Toplumsal barışı gerçekten istiyorsak, cephe yığmaktan vazgeçip, insanları kucaklamanın ve onları kazanmanın yollarına kafa yormaya başlamamız lazım…
Hakikatin yanındaki insanın hareket tarzı
İlmin kapısı Hz. Ali’nin, savaş meydanında kılıcıyla öldürmek üzere olduğu bir müşrik yüzüne tükürdüğünde, “nefsi bu işe karışmasın” diye kılıcını kınına sokup düşmanını öldürmekten vaz geçişi, severek anlattığımız bir anekdottur. Bu öyküyü severiz; ama bu âlî davranışı da sadece Hz Ali’den bekler gibi bir halimiz vardır sanki. Sanırsınız ki bu nefis terbiyesi, bu farkındalık, savaş meydanında bile sahibini terk etmeyen bu İslam olma bilinci, sadece peygamberlere, sadece velî zatlara has bir durumdur. İslam peygamberinin yüzünden eksik olmayan tebessümü, inançsız komşularıyla ve müşrik akrabaları ile olan ilişkileri, sanki sadece ona ait hususiyetlermiş gibi algılanır çoğu zaman. Taif halkının kendine reva gördüğü eziyetlerden sonra bile beddua etmeyen bir peygamberin ümmeti olmak o kadar kolay olmasa gerektir… Maalesef, inançlarının temellerine dair düşünmeyi farz addeden, inandığına ezberlerle değil, aklı ve gönlüyle inanan nesiller yetiştirmedikçe bu hamakatın içinde daha çok vakit ve enerji kaybedecek gibi görünüyoruz.

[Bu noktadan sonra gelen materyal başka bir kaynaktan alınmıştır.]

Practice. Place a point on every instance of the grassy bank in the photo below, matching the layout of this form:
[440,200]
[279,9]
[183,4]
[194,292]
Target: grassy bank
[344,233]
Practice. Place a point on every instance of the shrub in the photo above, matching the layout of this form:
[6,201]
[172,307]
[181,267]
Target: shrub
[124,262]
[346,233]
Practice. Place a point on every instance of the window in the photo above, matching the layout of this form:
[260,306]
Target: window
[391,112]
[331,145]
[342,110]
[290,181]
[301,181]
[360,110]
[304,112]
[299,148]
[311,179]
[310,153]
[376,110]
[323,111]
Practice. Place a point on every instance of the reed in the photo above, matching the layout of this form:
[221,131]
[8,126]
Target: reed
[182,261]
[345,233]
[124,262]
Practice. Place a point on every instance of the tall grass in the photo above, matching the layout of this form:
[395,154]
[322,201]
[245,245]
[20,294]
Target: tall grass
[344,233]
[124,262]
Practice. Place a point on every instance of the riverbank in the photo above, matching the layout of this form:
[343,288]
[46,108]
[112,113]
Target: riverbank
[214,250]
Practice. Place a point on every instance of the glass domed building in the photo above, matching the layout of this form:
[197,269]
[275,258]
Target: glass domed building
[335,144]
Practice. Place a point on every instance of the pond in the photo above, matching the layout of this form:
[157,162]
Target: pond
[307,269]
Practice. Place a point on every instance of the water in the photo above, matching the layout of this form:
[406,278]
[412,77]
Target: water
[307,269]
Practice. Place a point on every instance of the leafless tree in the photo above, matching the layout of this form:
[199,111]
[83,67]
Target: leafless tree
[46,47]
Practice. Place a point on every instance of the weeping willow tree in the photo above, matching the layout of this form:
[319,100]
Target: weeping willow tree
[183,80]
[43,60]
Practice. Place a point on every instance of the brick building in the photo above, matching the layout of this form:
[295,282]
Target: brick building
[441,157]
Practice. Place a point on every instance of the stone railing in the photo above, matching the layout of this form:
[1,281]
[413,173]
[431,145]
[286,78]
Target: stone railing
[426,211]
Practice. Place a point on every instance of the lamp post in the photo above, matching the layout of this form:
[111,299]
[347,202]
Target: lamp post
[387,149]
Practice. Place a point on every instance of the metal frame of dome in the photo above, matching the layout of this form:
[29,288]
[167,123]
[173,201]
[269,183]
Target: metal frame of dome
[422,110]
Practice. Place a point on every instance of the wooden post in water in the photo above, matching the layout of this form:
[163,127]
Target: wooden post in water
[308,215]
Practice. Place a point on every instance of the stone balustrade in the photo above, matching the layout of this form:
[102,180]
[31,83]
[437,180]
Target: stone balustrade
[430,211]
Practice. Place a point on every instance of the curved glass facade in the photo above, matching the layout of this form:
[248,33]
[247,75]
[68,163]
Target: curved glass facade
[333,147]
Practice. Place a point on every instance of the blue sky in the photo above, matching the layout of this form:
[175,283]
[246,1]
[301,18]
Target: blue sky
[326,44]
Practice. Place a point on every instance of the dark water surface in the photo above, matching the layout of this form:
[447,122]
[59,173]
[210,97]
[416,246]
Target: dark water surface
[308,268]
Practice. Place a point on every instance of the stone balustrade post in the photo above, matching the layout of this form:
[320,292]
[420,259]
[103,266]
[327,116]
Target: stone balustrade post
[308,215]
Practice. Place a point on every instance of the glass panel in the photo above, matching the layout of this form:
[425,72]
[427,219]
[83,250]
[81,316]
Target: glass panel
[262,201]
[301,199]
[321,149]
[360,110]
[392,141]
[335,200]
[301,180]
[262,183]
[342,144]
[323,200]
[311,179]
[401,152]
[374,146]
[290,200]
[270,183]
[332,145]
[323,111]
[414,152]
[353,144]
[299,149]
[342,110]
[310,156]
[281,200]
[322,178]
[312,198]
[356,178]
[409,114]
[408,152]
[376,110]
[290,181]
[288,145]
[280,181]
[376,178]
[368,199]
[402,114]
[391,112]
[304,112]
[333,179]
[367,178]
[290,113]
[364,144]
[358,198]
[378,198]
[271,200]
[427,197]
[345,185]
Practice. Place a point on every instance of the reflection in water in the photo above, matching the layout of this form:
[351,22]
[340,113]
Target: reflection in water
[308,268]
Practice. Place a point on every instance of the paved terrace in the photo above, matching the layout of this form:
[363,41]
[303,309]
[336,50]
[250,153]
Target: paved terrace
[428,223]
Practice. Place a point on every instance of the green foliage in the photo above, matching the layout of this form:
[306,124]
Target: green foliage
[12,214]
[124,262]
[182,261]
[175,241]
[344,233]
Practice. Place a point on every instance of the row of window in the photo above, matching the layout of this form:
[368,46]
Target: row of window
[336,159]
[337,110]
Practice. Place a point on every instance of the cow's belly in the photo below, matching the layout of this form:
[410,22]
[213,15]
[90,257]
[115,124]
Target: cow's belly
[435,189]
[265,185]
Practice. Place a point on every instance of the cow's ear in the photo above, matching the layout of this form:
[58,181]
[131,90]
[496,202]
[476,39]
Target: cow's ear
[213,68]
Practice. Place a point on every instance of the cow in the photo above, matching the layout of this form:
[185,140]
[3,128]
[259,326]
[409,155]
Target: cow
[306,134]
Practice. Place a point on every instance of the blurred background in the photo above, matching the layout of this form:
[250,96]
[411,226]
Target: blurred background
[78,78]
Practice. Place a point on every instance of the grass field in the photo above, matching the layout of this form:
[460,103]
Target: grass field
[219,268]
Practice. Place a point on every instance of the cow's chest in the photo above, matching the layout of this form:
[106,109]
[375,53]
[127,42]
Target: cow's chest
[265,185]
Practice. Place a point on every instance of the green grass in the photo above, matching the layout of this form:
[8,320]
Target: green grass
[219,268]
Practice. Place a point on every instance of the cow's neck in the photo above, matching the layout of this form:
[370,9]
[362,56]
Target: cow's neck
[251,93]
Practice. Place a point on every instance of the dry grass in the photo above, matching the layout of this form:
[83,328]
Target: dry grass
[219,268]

Bu gün, etrafınızda gördüğünüz “sizin gibi olmayan” insanlarla aranızda aslında zannettiğinizden çok daha küçük farklar var. Bu ülkede “İslami hayat tarzına mesafeli duran” insanların önemli bir kısmı, İslam’dan değil, Müslüman’dan çekinir. Müslüman, “göklerin öğrencisi” olmaktan ne kadar uzaklaşırsa, diğer insanların İslam ile olan mesafelerinden de o kadar sorumlu olacaktır. İntikam ve misliyle muamele hisleri bir insanda galebe çalmaya başladığında, bir yol durup, kalpteki imanı ve inancın temelleri ile olan rabıtaları gözden geçirme vakti gelmiş demektir.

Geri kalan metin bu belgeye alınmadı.